The texts of these two songs are two wordy poems by H.T. Tsiang. In both the vocal lines are direct, hectoring in mood, and made of completely different material from the dissonant, angry piano accompaniment. Gone entirely is Crawford Seeger's earlier interest in simultaneous polyphonic or heterophonic melodic lines.

The first poem (both of which were originally printed in The Daily Worker in 1928) is called Sacco, Vanzetti, which is about Italian anarchists who were sentenced to death and executed in 1927 following their participation in a protest march that turned violent, resulting in death.

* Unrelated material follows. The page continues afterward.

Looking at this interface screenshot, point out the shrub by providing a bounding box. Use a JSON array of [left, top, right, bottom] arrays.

The piano part proceeds in hard chords while the singer cries for them, chides the audience for insufficient militancy, and even attacks Sacco's own cause: "You did say 'Long live anarchy,' But you should not forget, That when you climb up to heaven You must use the ladder!"

The other poem, Chinaman, Laundryman, is about exploitation of immigrant labor in America, with a reminder that life would be even worse in China because "bosses are robbers everywhere." Here the words come so fast that the melodic line is nearly speech.

Crawford Seeger's music is still strikingly original and powerful of expression in these songs, even though she is clearly deserting her original style, in these songs, which were premiered at the Workers Music Olympiad in 1933.